Eli “Paperboy” Reed is a sight to behold.
Watching a preppy-looking white guy in a suit and tie singing soul with unshakable conviction isn’t something you witness every day. But as dumbfounding as it is to watch Reed, what comes out of the singer/guitarist’s mouth is the biggest surprise. Trying to imitate his back-of-the-throat howl is a good way to trigger your gag reflex, but somehow Reed can belt it out all night without losing his lunch.
Reed and his band, The True Loves, make brassy, old-fashioned soul and R&B music that’s unflinching and deeply honest. When pop-punk bands sing about girlfriends and breakups, it’s trite. When Reed yelps about lost love, you’d swear his heart’s been ripped from his chest.
Walking bass lines, sprinting drums and knock-
Reed’s chord changes and arrangements leave little doubt the son of a music critic has done his homework. Reed’s sonic authenticity was forged in part from his time in Clarksdale, Miss., arguably the birthplace of Delta blues. It was there that Reed gained his “Paperboy” nickname, thanks to his grandfather’s newsboy-style hat he wore while performing in the city’s clubs. He also spent time singing and playing organ in evangelical churches in Chicago, where he briefly attended college before settling in Boston.
Before his first show in Albuquerque, Reed spoke to the Alibi about choosing a life dedicated to soul.

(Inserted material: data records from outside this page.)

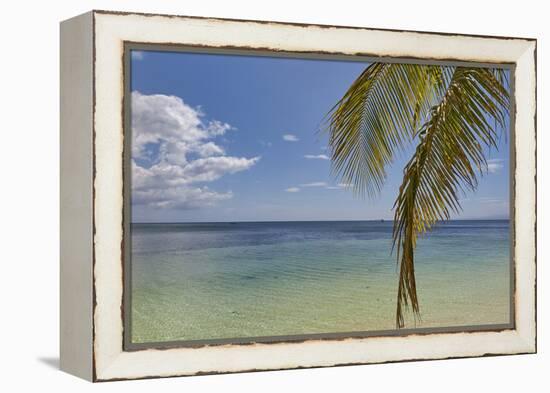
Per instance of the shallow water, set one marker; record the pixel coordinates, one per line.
(228, 280)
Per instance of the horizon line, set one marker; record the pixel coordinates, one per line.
(282, 221)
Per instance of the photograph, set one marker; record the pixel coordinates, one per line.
(275, 197)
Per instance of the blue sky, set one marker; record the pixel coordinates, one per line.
(236, 138)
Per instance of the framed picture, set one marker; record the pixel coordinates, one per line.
(245, 195)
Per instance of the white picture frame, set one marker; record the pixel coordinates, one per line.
(92, 194)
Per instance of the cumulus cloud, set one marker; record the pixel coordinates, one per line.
(290, 138)
(317, 157)
(314, 184)
(495, 165)
(174, 154)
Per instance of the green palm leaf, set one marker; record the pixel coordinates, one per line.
(460, 110)
(377, 117)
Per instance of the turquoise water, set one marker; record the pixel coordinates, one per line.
(229, 280)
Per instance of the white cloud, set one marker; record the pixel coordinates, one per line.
(290, 138)
(314, 184)
(173, 151)
(495, 165)
(317, 157)
(137, 55)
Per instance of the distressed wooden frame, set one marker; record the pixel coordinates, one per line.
(92, 190)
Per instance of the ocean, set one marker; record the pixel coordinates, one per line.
(199, 281)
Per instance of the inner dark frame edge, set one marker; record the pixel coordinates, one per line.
(126, 245)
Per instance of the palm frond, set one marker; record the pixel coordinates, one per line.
(447, 160)
(378, 116)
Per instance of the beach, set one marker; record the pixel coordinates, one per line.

What was the first album you heard that made you want to write the music you play now?
I guess when I was listening to the Ray Charles Atlantic box [set]. It’s super raw and emotional and soulful, but it’s also easy to understand and comes across well.
What attracts you to soul music?
Soul is the quintessence of pop music. You have amazing pop songs that also have such a strong range of emotional depth. That’s something you don’t find much today, unfortunately.
You spent a year in Clarksdale, Miss., which has deep blues roots. Why did you pick soul over blues?
I don't think I could write credibly in blues.
I’m not a blues singer and I don't have that outlook. I wanted to write something from a young person’s perspective, and I think writing love songs in my 20s or whatever makes perfect sense.
What do you think goes through people’s heads when they see your band setting up, if they’ve never heard you before?
I hope they have no idea what to expect. I don't want people to look on stage and say, This band is gonna sound like this. We don't cultivate a retro image. We just try to let the music speak for itself.
Has being a white guy from Massachusetts who plays soul and R&B ever presented any problems?
Yeah, we come across misperceptions; but the only way to get past it is to go out and play.
How do you make sure your music doesn’t come across as a gimmick?
I don't really know. I was raised on a lot of good music, and I think I understand what makes it good. That allows me to create music that speaks and sounds like me. That's all I can really do.